Synchronizing the moment of having available capacity at downstream stage with the time an item completed by up-stream is for me the ultimate objective.
Because Flow has been enabled since:
– No stage with available capacity is idle
– No completed item is waiting to be pulled
Two issues here toward this.
1. Ensure a quality input to downstream
Rejecting items by downstream due to quality issue is major cause of waste to the harm of the flow. It causes rework, extra waiting and adds to the WIP.
2. Set WIP limit for every person not only for each stage
In Agile projects, it’s not uncommon having some person involved in multiple stages of the value stream. Setting the person’s WIP limit can avoid adding more work even if the stage WIP limit allows so. This can result in revisiting the stage WIP limit. Limiting the WIP has positive impact on quality and reducing stress on practitioners.
How we can influence client demand pattern?
To achieve Just-in-time, client demand should arrive when we are ready to immediately process it, this can serve to:
– Reduce waiting time of client demand
– Provide quick feedback to client
For me client demand should be full-filled and should not be subject to estimation, approval, Go/noGo, and other steps. For me those steps are non-value add, because the very reason of initiating a request is an operational need that the client encounters. We should believe that the client does not have vested interest to waste time of their business analysts in creating un-necessary work to the development organization.
Again, how to influence client demand rate?
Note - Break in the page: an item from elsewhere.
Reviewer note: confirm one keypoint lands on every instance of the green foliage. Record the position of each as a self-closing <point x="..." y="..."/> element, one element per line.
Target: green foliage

If we can produce software at the rate of client demand, then this means that the demand should have arrived at the same rate by which we produce software. It’s kind of vicious circle! Let me say it in another way, if our software delivery system has been tuned to produce software at same rate of client demand, that means we have influenced the demand to arrive at the right rate to our system!
It came back to us!
The Kanban system is empirical and is based on continuous improvement structure to adapt to the varied demand rates. As the system become stable, that means the demand rate became predictable.